Enquanto as negociações na ONU sobre um tratado de preservação da biodiversidade em alto mar se arrastam há anos, uma iniciativa paralela visa impulsionar avanços pela proteção e a regeneração dos oceanos. O One Ocean Summit ocorreu na semana passada na cidade de Brest, na costa noroeste da França, com a participação de cerca de 20 chefes de Estado e de governo, além de 400 especialistas, cientistas, membros de organizações e representantes de grandes empresas, mas, com a ausência lamentável do Brasil.
O evento de três dias foi uma iniciativa do presidente francês, Emmanuel Macron, que exerce atualmente a presidência rotativa da União Europeia. “Somente uma ação coordenada face aos diferentes desafios marítimos pode nos garantir sucesso neste objetivo, envolvendo clima, biodiversidade, combate às poluições como à pesca ilegal e excessiva, economia azul, conhecimento e governança dos oceanos”, declarou Macron sobre a cúpula.

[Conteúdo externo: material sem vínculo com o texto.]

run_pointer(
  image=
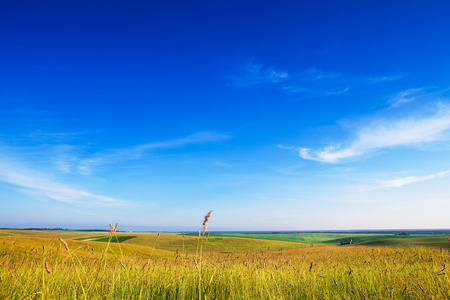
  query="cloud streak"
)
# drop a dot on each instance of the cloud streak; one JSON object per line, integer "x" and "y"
{"x": 404, "y": 97}
{"x": 400, "y": 182}
{"x": 255, "y": 74}
{"x": 312, "y": 82}
{"x": 38, "y": 183}
{"x": 387, "y": 134}
{"x": 86, "y": 165}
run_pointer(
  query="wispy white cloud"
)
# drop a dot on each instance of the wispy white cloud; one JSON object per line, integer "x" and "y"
{"x": 255, "y": 74}
{"x": 404, "y": 97}
{"x": 40, "y": 184}
{"x": 399, "y": 182}
{"x": 86, "y": 165}
{"x": 312, "y": 82}
{"x": 385, "y": 134}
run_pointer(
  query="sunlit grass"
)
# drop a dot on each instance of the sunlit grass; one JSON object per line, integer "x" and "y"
{"x": 94, "y": 270}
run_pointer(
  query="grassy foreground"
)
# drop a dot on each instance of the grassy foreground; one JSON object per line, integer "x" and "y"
{"x": 39, "y": 266}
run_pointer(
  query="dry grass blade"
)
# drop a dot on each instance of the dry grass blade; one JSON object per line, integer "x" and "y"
{"x": 208, "y": 215}
{"x": 64, "y": 243}
{"x": 47, "y": 268}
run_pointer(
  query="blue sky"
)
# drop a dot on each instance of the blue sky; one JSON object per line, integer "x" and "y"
{"x": 291, "y": 115}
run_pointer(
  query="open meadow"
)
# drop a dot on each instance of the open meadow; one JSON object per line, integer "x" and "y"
{"x": 94, "y": 265}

Cerca de 80 países, representando mais da metade das zonas marítimas mundiais, se comprometeram na sexta-feira (11/02) a aumentar as ações para preservar os ecossistemas marinhos, acabar com a exploração desmedida dos recursos do mar e combater a poluição que degrada os oceanos, em especial por plásticos. Os Compromissos de Brest pelos Oceanos, assinados ao final da One Ocean Summit, na França, visam acelerar as negociações internacionais em curso no âmbito da ONU sobre o tema.
O compromisso encerra a cúpula de três dias, realizada na cidade costeira francesa de Brest na Bretanha, com a participação de chefes de Estado e de Governo, ministros e executivos de grandes companhias internacionais ligadas à exploração econômica dos oceanos, como o turismo e a logística.
O evento contou com presença de 41 líderes políticos, entre os quais a presidente da Comissão Europeia, Ursula van der Leyen, o secretário especial de Meio Ambiente americano, John Kerry, e presidentes de países como Portugal, Egito e Colômbia, o único da América Latina a prestigiar o evento.
Outras lideranças, como o chanceler alemão, Olaf Scholz, o britânico Boris Johnson e o indiano Narendra Modi enviaram mensagens de vídeo para reforçar o compromisso com o tema, assim como secretário-geral da ONU, António Guterrez. O Brasil, embora detenha a 15ª maior costa do mundo, esteve ausente dos debates.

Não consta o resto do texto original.